Seeing Is Not Believing

I lived in Missouri as a young man for a total of seven years (before and after my tour of duty in the Air Force). I discovered very quickly why they call it “the show me state”. I’m not saying everyone there is a sceptic, but Doubting Thomas would feel right at home. It was common to hear, “I’ll believe that when I see it”. But is what we see really a sound basis for our belief?

Magicians prefer to be called illusionists for a very good reason. They trick us into seeing what they want us to see instead of what is actually happening. (Some politicians are good at that too, but that’s a completely different topic.) We believe what the illusionist wants us to believe because we have seen it with our own eyes. Satan is not only the father of lies; he is a master of illusion. It’s no wonder that what many people believe will turn out to be an optical illusion; like a desert mirage drawing them in the wrong direction away from God. We simply cannot trust our eyes to lead us to true faith in God.

What about those things that exist even though they are not visible? There is a quote going around social media comparing God to oxygen. Even though we can’t see either of them, life is not possible without them both. If sight is our only proof, how could a blind person ever believe anything? You might be thinking, “For them, feeling is believing,” but that sense cannot always be trusted either. There is an old story about three blind men who touched different parts of an elephant and each had a completely different mental picture of that animal. Helen Keller, who was blind and deaf from birth, set things straight when she said, “The most beautiful things in the world cannot be seen or even touched; they must be felt with the heart.”

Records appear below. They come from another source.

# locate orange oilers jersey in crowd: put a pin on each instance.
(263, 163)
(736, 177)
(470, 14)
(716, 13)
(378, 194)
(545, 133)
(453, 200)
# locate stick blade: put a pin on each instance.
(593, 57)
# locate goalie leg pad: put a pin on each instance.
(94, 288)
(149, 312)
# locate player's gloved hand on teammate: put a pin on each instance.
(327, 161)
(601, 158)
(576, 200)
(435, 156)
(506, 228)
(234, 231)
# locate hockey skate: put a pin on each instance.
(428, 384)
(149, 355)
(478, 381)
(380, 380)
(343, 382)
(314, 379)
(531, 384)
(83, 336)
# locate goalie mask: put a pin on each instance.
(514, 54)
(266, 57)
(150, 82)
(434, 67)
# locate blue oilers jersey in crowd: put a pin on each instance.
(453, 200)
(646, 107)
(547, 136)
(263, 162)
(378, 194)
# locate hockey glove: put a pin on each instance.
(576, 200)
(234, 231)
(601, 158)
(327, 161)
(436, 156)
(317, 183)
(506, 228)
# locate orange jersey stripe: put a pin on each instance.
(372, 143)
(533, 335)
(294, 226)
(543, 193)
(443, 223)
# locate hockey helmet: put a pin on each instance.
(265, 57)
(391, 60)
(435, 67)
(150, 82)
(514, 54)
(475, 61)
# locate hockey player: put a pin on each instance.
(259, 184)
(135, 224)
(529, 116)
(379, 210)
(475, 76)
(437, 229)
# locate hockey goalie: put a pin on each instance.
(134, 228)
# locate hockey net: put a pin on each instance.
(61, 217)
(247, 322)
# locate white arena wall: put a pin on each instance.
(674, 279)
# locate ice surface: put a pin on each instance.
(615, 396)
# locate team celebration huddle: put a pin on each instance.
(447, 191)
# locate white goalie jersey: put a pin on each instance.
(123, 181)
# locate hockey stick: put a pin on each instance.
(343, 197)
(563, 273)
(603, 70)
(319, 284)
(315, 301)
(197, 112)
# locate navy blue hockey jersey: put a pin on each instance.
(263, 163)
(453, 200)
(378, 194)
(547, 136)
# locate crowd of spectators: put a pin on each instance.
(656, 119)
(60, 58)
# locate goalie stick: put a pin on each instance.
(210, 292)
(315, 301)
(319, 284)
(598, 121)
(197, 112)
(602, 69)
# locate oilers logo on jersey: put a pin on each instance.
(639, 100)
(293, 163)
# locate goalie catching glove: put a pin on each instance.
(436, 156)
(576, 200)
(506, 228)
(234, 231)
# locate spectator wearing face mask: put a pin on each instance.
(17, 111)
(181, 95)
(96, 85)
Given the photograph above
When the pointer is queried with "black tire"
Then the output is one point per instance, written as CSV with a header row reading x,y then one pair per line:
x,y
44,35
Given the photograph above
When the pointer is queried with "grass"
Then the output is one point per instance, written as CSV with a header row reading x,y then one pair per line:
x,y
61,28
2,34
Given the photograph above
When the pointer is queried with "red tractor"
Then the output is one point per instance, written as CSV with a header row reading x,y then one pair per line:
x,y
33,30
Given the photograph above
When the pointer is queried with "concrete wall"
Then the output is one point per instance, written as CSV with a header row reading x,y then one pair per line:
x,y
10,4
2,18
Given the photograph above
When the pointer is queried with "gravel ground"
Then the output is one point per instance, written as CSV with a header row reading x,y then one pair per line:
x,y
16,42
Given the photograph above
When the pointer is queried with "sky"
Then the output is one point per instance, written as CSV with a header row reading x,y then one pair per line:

We believe in Jesus Christ as our Lord and savior because our hearts feel His presence, love, mercy and grace. It is only through Him that our faith is confirmed. Scripture is clear. 2 Corinthians 5:7 says of believers, “For we live by believing and not by seeing.” 1 Corinthians 13:12 tells us, “Now we see things imperfectly, like puzzling reflections in a mirror, but then we will see everything with perfect clarity. All that I know now is partial and incomplete, but then I will know everything completely, just as God now knows me completely.” I suppose it might be more accurate to title this post, “Seeing is not believing – yet”.